Noting a stepping up of Boko Haram violence that has spiked over the past four weeks, including incidents in recent days, the senator’s comments were striking, and in sharp contrast to the view held by military officials who speak to the media on the matter. As recently as a month ago, Ahmed Zanna had said that the Boko Haram forces likely have better firepower, and equipment, than Nigerian forces. He called the recent attacks on students and ordinary people in recent days, “very, very serious.” But in perhaps the most damning of comments during the interview regarding the continuing fight against the Islamist group, he said he believes the military “has been very lenient (in their fight) against Boko Haram.”
In a recent Sahara Television interview exclusive, General Muhammadu Buhari said that the present government needs to secure its borders with neighboring countries, like Chad, Cameroon, and the Benin Republic, and needed to reach an agreement with them in a special ‘security arrangement.’ Such an arrangement, the general had said, that would deny Boko Haram a safe heaven when they retreat militarily. This was an issue the senator shared with general Buhari. “Yes, it seems that the president has started doing that. I have been urging them to do that for the past year,” he said, regarding using different methods in the conflict. But he said that he was “really surprised” that it has taken the president and Nigerian military chiefs this long to act on this suggestion.

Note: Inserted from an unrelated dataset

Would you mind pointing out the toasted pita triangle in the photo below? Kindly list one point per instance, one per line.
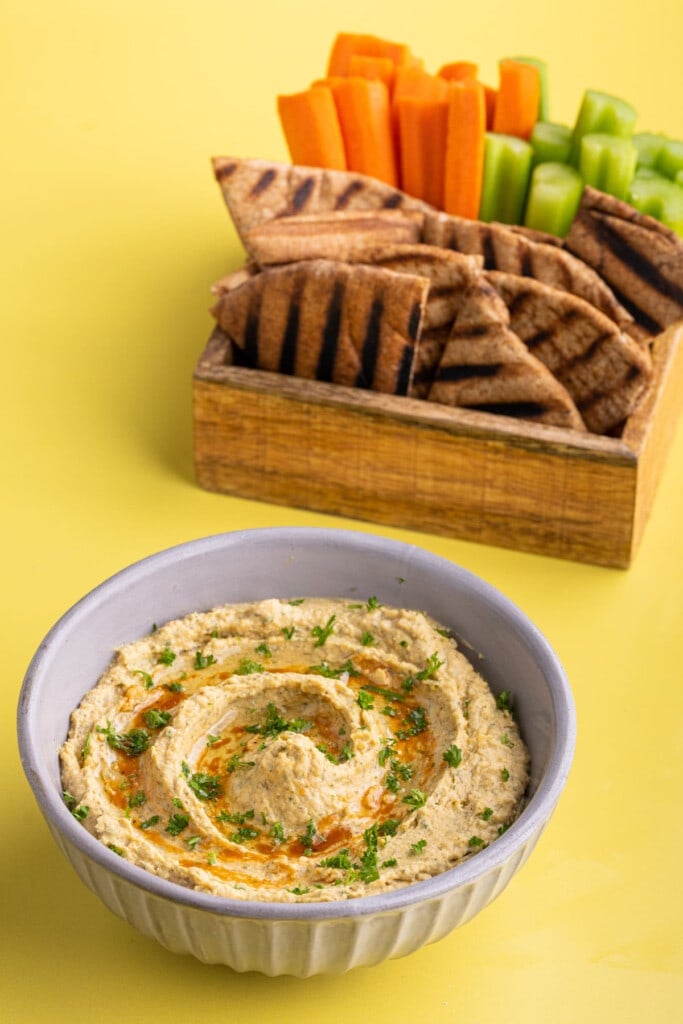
(346, 324)
(485, 367)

The news out of Nigeria’s northeast is not all gloom, the senator did say. He noted what he called ‘recent successes’ in the military theatre in the fight against the Islamist group. Success he attributes to military chiefs, like the newly appointed Nigerian Defense Minister, Gen Aliyu Gusau, who are sensitive to the concerns of northerners, and thus his constituents. He did note a kind of frustration with many residents of the north, with the Nigerian forces not using it’s air defense units against the Boko Haram. Such a tactic, he noted would go a long way in shutting down advances by the Boko Haram. He said that (Boko Haram) “forces would (carry out) an operation for four or five hours, and return to their resting places, only to do another operation within a day.”